ContextLattice exposes active skills as a native Go Skills Index so agents can discover relevant capabilities without loading every SKILL.md into prompt context. In local installs, the active index mounts ${HOME}/.codex/skills read-only by default. Quarantined/vendor skill discovery remains a separate read-only lane and does not auto-load quarantined skills.
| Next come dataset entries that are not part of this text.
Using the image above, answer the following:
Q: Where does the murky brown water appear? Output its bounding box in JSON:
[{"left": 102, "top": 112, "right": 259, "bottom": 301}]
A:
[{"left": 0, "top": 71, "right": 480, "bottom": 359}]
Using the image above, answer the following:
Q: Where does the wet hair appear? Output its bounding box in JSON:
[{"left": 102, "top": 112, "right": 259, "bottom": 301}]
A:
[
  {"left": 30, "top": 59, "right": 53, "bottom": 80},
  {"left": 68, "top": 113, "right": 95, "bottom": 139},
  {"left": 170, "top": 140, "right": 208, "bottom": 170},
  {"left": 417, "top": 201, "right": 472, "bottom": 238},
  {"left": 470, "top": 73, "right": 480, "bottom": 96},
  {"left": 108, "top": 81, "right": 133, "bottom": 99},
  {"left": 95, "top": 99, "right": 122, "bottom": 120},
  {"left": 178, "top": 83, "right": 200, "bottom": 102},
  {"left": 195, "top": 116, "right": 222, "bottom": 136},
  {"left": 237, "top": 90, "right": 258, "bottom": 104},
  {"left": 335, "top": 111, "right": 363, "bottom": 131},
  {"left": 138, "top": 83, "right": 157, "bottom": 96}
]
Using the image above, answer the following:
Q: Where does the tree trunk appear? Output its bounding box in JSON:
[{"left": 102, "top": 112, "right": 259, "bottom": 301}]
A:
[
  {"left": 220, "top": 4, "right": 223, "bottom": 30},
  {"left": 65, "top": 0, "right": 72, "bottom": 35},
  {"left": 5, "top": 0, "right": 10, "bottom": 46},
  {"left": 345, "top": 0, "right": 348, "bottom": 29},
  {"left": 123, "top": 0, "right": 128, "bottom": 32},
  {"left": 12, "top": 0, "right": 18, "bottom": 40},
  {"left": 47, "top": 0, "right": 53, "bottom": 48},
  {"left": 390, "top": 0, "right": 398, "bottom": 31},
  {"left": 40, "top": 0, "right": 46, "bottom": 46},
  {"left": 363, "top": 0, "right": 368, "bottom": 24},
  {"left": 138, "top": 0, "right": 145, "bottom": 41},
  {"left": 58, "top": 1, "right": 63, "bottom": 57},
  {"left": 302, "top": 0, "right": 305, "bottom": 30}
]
  • Active index endpoint: GET|POST /v1/skills/index/search
  • Active index tool: GET|POST /tools/skills_index_search
  • Active index status/reindex endpoint: POST /v1/skills/index/reindex (live native scan; no prompt loading)
  • Search endpoint: GET|POST /v1/skills/quarantine/search
  • Tool alias: GET|POST /tools/skills_quarantine_search
  • Reindex endpoint: POST /v1/skills/quarantine/reindex (off by default; enable explicitly)

Runtime knobs:

ORCH_SKILLS_QUARANTINE_ENABLED=true
ORCH_SKILLS_QUARANTINE_HOST_BIN_DIR=${HOME}/.local/bin
ORCH_SKILLS_INDEX_HOST_ACTIVE_ROOT_DIR=${HOME}/.codex/skills
ORCH_SKILLS_INDEX_HOST_SYSTEM_ROOT_DIR=${HOME}/.codex/skills/.system
ORCH_SKILLS_INDEX_ROOTS=/opt/contextlattice/skills_active:/opt/contextlattice/skills_system
ORCH_SKILLS_QUARANTINE_HOST_ROOT_DIR=${HOME}/.codex/skills_quarantine
ORCH_SKILLS_QUARANTINE_SEARCH_CMD=/opt/contextlattice/skills/bin/codex-skills-quarantine-search
ORCH_SKILLS_QUARANTINE_REINDEX_CMD=/opt/contextlattice/skills/bin/codex-skills-quarantine-reindex
ORCH_SKILLS_QUARANTINE_TIMEOUT_SECS=8
ORCH_SKILLS_QUARANTINE_DEFAULT_LIMIT=20
ORCH_SKILLS_QUARANTINE_MAX_LIMIT=100
ORCH_SKILLS_QUARANTINE_REINDEX_ENABLED=false
CODEX_SKILLS_QUARANTINE_ROOT=/opt/contextlattice/skills_quarantine
CODEX_SKILLS_QUARANTINE_INDEX_DIR=/opt/contextlattice/skills_quarantine/index
CODEX_SKILLS_QUARANTINE_INDEX=/opt/contextlattice/skills_quarantine/index/skills_index.jsonl

Security and Privacy

  • Local-first by default.
  • API-key protected operational routes.
  • Secret-like content redaction controls.
  • Premium billing/provider route maps are intentionally kept out of public docs.

Docs Index

  • Overview: https://contextlattice.io/
  • Architecture: https://contextlattice.io/architecture.html
  • Local AI workspace comparison: https://contextlattice.io/local-ai-workspaces.html
  • Scaling memory: https://contextlattice.io/scaling-memory.html
  • Wiki: https://contextlattice.io/wiki.html
  • Installation: https://contextlattice.io/installation.html
  • Integrations: https://contextlattice.io/integration.html
  • Troubleshooting: https://contextlattice.io/troubleshooting.html
  • Updates: https://contextlattice.io/updates.html
  • Release notes:
    • docs/releases/v3.4.13.md
    • docs/releases/v3.4.12.md
    • docs/releases/v3.4.11.md
    • docs/releases/v3.4.10.md
    • docs/releases/v3.4.5.md
    • docs/releases/v3.4.2.md
    • docs/releases/v3.4.1.md

License

Business Source License 1.1 (LICENSE).